Documents demonstrate that SpaceX disregarded FAA concerns about the launch of the Starship SN8.
According to records, SPACEX ignored warnings from the Federal Aviation Administration (FAA) when launching its first Starship prototype last year.
Elon Musk, the CEO of SpaceX, has a history of breaking the rules in his numerous endeavors. He’s been warned about his tweets concerning cryptocurrency and Tesla, and he’s also said that under the FAA’s present guidelines, humanity will never get to Mars. But his most recent deviant behavior will be hard to beat.
According to sources, SpaceX rejected FAA concerns that the SN8 – the first high-altitude Starship test – should not be launched in December 2020.
The SN8 rocket was launched 12.5 kilometers into the sky, into a state known as “suborbit.”
Once in the air, the rocket began to glide freely above the clouds.
The rocket then made a full circle before crashing into the ground with a violent bang.
The launch, however, was in violation of Space’s launch license, according to documents obtained by The Verge.
SpaceX warned the FAA that their software was a “source of annoyance” because it was “proven to be erroneous at times or unduly conservative,” according to the documents.
As a result, despite the FAA’s lack of full approval, SpaceX proceeded with the launch.
The documents revealed that a hypothetical SN8 explosion – which did occur – may have been exacerbated by meteorological circumstances.

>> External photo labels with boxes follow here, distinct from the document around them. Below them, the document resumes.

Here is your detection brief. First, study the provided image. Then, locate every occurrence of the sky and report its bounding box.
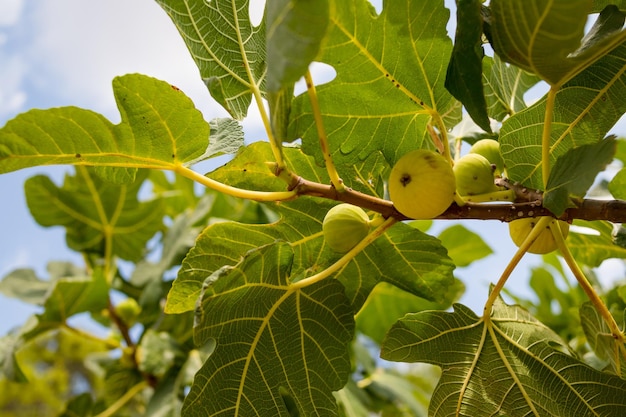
[0,0,624,335]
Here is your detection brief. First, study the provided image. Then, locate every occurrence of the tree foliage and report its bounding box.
[0,0,626,417]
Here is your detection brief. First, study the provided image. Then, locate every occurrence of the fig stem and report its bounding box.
[463,190,516,203]
[483,216,548,316]
[541,87,558,190]
[304,70,345,192]
[550,221,626,368]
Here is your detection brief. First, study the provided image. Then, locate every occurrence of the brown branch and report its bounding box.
[292,177,626,223]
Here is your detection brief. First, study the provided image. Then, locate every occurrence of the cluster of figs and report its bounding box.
[322,139,569,254]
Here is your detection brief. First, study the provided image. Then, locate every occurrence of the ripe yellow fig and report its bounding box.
[322,203,370,253]
[469,139,504,175]
[454,153,496,196]
[389,149,456,219]
[509,217,569,255]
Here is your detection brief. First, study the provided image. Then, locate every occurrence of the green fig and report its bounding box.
[322,203,370,253]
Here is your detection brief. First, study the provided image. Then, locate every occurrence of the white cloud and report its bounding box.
[0,0,24,27]
[0,53,27,118]
[13,0,225,121]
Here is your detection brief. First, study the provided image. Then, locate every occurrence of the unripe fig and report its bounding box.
[469,139,504,175]
[454,153,495,196]
[509,217,569,255]
[322,203,370,253]
[389,149,456,219]
[115,298,141,327]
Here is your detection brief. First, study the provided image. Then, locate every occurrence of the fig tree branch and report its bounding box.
[292,177,626,223]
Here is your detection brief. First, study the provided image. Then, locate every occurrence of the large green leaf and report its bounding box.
[267,0,329,92]
[580,302,626,377]
[567,220,626,267]
[500,37,626,190]
[0,262,85,305]
[167,143,454,313]
[156,0,267,119]
[543,137,617,216]
[290,0,457,165]
[23,271,109,340]
[489,0,591,84]
[183,243,354,417]
[445,0,491,132]
[483,55,540,121]
[356,280,465,344]
[0,74,209,182]
[381,294,626,417]
[25,167,163,261]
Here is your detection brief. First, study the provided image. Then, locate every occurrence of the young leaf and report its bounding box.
[183,243,354,416]
[445,0,491,133]
[290,0,457,166]
[267,0,329,93]
[567,220,626,267]
[25,167,163,260]
[609,168,626,200]
[579,302,626,377]
[489,0,591,84]
[24,272,109,340]
[0,74,209,182]
[356,280,465,344]
[500,39,626,190]
[483,55,541,121]
[157,0,267,120]
[381,299,626,417]
[543,136,617,216]
[438,224,493,267]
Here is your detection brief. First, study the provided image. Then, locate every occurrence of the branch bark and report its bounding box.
[292,177,626,223]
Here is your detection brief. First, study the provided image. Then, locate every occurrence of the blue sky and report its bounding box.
[0,0,625,335]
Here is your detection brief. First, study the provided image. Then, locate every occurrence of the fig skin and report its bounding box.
[454,153,497,196]
[469,139,504,175]
[509,217,569,255]
[389,149,456,219]
[322,203,370,253]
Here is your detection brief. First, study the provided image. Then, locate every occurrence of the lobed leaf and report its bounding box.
[157,0,267,120]
[166,143,454,313]
[0,74,209,182]
[381,299,626,417]
[290,0,460,166]
[579,301,626,378]
[483,55,541,121]
[438,224,493,267]
[445,0,491,132]
[489,0,591,84]
[500,37,626,190]
[25,167,164,261]
[567,220,626,267]
[267,0,329,92]
[183,243,354,416]
[543,137,617,216]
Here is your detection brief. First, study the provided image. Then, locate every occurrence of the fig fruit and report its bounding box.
[469,139,504,175]
[322,203,370,253]
[509,217,569,255]
[454,153,497,196]
[115,298,141,327]
[389,149,456,219]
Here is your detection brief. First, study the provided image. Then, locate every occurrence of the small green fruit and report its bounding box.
[115,298,141,327]
[509,218,569,255]
[389,149,456,219]
[454,153,495,196]
[469,139,504,175]
[322,203,370,253]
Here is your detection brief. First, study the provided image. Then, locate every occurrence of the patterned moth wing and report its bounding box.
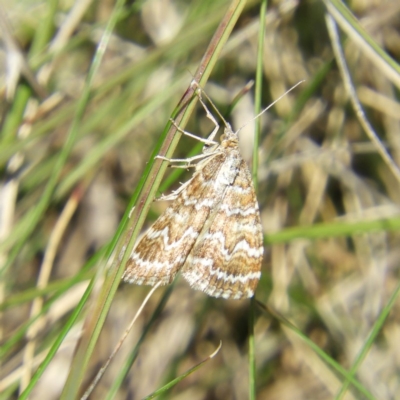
[122,153,231,285]
[182,126,264,299]
[123,124,263,299]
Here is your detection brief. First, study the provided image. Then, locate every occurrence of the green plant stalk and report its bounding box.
[61,0,245,399]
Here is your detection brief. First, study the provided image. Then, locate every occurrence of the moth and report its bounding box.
[122,89,264,299]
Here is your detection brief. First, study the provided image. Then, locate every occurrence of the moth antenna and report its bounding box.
[236,79,305,133]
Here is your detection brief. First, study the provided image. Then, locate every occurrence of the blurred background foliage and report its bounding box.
[0,0,400,400]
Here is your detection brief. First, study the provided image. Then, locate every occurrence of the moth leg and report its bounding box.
[169,118,218,146]
[155,154,210,168]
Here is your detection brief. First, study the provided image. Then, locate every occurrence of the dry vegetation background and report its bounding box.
[0,0,400,400]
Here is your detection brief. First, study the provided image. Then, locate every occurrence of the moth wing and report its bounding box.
[182,160,264,299]
[122,153,225,285]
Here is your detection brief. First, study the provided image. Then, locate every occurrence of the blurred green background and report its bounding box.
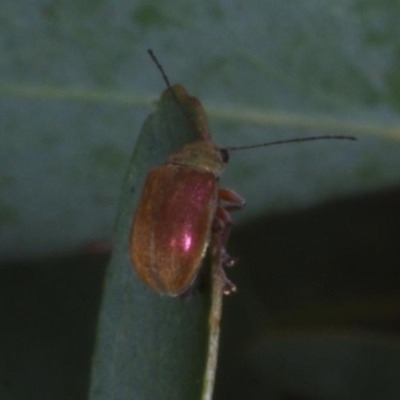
[0,0,400,400]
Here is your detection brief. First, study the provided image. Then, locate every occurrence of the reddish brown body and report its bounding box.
[130,136,244,296]
[132,164,217,295]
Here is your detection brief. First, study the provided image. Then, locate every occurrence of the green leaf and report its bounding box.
[91,87,209,400]
[0,0,400,257]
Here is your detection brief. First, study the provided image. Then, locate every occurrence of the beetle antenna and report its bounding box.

The paper, however, was ignored by SpaceX staff, who “assumed that the inspector did not have the most recent information,” according to the report.
The infraction was “inconsistent with a solid safety culture,” according to FAA space division chief Wayne Monteith un a letter to SpaceX CEO Gwynne Shotwell.
“Although the report stated that all SpaceX parties thought that such risk was sufficiently low to comply with regulatory criteria, SpaceX used analytical procedures that looked to have been devised quickly to meet a launch window,” the letter added.
While SpaceX and the FAA appear to be on good terms again, with Mr Musk’s company receiving approval for three more launches since then, the South African-born billionaire still has issues with the agency.
Mr Musk claimed the FAA was holding humanity back after an SN9 launch was canceled.
“Their guidelines are meant for a handful of throwaway launches per year from a few government facilities,” he stated in a January Twitter outburst.
“Humanity will never travel to Mars if such rules are followed.”